As the mood darkened in my country when the pandemic broke out in March 2020, I decided to do something about it. Being an inveterate optimist, I began to actively seek out good news from around the globe, creating cheerful pictures to go with them and sending them to my friends to lift their spirits during lockdown. Out of this grew the book, A Year of Good News, published in November 2021.
  
To my immense surprise readers started to send me more good news stories. At exhibitions of my textile illustrations people filled the visitors’ books with lots of good news and some school classrooms covered their notice boards with stories of good deeds. My collection of good news continued to grow long after the book was published, even after the shocking news of a war in a neighbouring country reached us.
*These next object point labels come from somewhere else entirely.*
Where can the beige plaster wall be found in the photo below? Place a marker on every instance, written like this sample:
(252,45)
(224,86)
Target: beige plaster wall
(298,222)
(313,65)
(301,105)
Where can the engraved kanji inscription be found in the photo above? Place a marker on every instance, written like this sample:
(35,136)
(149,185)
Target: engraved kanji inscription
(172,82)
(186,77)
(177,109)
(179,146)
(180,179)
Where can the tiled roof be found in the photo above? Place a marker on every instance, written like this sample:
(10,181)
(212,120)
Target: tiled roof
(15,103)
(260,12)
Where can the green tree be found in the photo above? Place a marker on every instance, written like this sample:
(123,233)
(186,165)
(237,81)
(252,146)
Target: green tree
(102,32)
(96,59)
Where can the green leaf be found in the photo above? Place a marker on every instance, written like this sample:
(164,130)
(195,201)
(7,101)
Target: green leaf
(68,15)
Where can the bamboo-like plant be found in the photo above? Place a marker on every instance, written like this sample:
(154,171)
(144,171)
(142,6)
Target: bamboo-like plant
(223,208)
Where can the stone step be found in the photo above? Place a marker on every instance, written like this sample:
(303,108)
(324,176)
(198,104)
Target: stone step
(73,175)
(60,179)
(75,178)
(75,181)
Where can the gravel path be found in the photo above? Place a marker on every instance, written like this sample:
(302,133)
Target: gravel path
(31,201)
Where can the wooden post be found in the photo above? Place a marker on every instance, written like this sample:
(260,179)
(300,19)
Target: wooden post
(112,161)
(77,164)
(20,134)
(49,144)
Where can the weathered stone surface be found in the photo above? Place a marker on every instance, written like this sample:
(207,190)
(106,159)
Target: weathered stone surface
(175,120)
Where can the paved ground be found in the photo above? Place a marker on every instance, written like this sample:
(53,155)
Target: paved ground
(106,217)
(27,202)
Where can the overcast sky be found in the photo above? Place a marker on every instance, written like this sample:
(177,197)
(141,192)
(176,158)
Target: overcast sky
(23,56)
A dog named Patron helped Ukrainian emergency services find 200 unexploded bombs. President Zelenskyy awarded Patron the Order of Courage.
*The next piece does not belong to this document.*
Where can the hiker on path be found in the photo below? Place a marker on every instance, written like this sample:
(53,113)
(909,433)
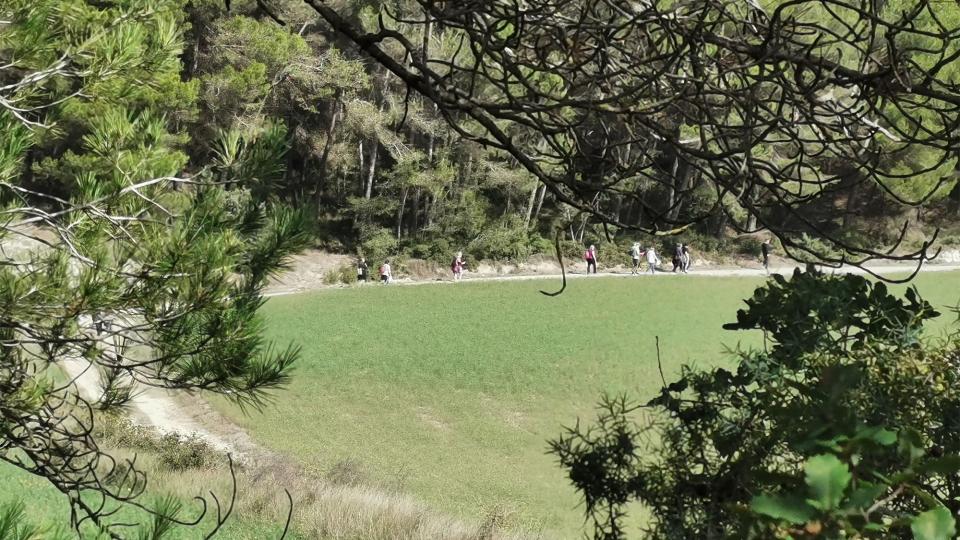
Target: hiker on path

For a while, I felt hopeless once again, but this time I knew how to deal with it. I was convinced that even against the backdrop of an event as horrific as war many good, often inconspicuous things are happening. I started to keep an eye out for them, to cut them out from newspapers and collect them, picking out stories that cheered me up, moved me, or taught me something new. Each week I took a story out of my good news database and created a picture to go with it. Before I knew it, a second Year of Good News started to take shape.

Brazilian skydiver Luigi Cani released 100 million seeds from 28 native trees while leaping from a plane over a deforested area of the Amazon rainforest.

I hope that the pages of this book will reinforce your belief that even in the worst of times people make many good things happen and that even the tiniest, most inconspicuous gestures can make our world a better place.

After forty years, rhinos have been reintroduced to the Zinave National Park in Mozambique.

In 1982, Japanese yachtsman Kenichi Horie was the first person to sail solo across the Pacific. He repeated his voyage sixty years later, becoming the oldest person to make a non-stop crossing from Japan to the United States.

Two-year-old Barrett from Texas ordered 31 cheeseburgers while playing with his mother’s mobile phone. Since the order couldn’t be cancelled, she threw a cheeseburger feast for people in the neighbourhood.

A hiker who was injured while climbing in Croatia’s mountains was saved from freezing to death by his dog. The animal lay on top of him, keeping him warm for 13 hours until they were reached by rescuers.